Je suis donc entré en politique le 1er juin 1968 sur un appel de Jacques Foccart. Pompidou m’avait beaucoup apprécié et il avait besoin de remplacer Peyrefitte à l’Education nationale. Cela devenait un secteur névralgique les étudiants. Il avait désigné son directeur de cabinet qui était François-Xavier Ortoli mais ce dernier était au ministère de l’Equipement. Il fallait le remplacer. Il y a eu une discussion entre Robert Poujade qui était le secrétaire de l’UDR et Pompidou au cours de laquelle, Pompidou a dit : Au ministère de l’Equipement, il nous faudrait un type comme Galley ». Et Poujade a répondu : « Et pourquoi pas Galley ? ». C’est comme ça que ça a basculé mais c’est venu de Pompidou, pas du Général.

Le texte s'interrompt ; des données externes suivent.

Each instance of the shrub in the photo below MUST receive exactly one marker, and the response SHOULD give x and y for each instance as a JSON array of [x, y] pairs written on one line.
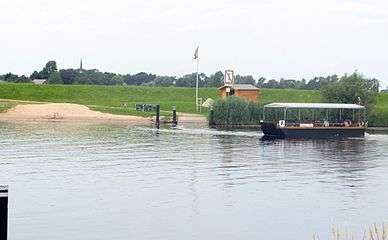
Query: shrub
[[235, 111]]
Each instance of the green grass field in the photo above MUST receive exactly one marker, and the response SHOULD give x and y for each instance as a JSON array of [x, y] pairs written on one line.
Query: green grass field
[[111, 99]]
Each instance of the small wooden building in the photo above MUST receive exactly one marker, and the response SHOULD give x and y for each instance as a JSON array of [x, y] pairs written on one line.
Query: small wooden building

Je fais ce ministère de l’Equipement. J’avais comme directeur de cabinet Georges Pébereau. On a lessivé le ministère de l’Equipement en deux semaines et je suis entré en campagne électorale. Je n’avais aucune idée de ce qu’était la politique. Après une courte analyse, j’ai décidé de me présenter contre un député socialiste qui était dans mon pays natal, dans l’Aube, à Troyes. Je suis le seul des membres du gouvernement de Georges Pompidou qui est allé affronter un socialiste. J’ai gagné. Ça m’a donné un relief supplémentaire. Pompidou m’a fait venir à une réception à Matignon dans les premiers jours de juillet pour me féliciter et me dire : «Il n’y a rien de fait, maintenant la mairie de Troyes ». Je lui ai dit : « Ça va pas, vous perdez la tête, j’ai autre chose à faire ». Il m’a répondu : « Je ne vous demande pas votre avis ». Quelques jours plus tard, il a été démissionné et le lendemain matin, j’étais convoqué chez le général de Gaulle. Il m’a dit : « Mon cher Galley, on a besoin d’un choc psychologique dans le pays, je pense à vous pour aller à Matignon. Je vous demande d’y réfléchir et de vous y préparer ». Au bout de 48 heures, il m’a reconvoqué et m’a dit : « Ce n’est pas pour cette fois-ci, vous entrerez au gouvernement de M. Couve de Murville. Je souhaite vous garder mais réfléchissez que cela viendra un jour ».

Vous étiez prêt ?

Non, mais je n’aurai pas refusé. Vous imaginez le bouleversement ; être à Pierrelatte en octobre 1966 et qu’on me pressente pour Matignon deux ans après. C’est un peu rapide. Je me souviens d’avoir réfléchi à la manière dont je formerai le gouvernement et manquant totalement d’imagination, j’aurai probablement repris les mêmes que Pompidou. Je ne voyais pas de raisons de changer ce qui montre que j’étais totalement inadapté à cette fonction. Cela aurait été une erreur majeure de m’envoyer là-dedans. Je ne sais pas ce que j’aurai fait. J’aurai certainement incliné la France dans des voies extrêmement réactionnaires. J’ai toujours été très brutal et pas du tout adapté à la tâche qui m’attendait. La tâche qui attendait le gouvernement de 68 était une tâche de douceur, il fallait combler les plaies, faire du faurisme, comme E. Faure l’a fait, il ne fallait surtout pas continuer, flamberge au vent, la révolution de juin 1968. Il fallait calmer le jeu.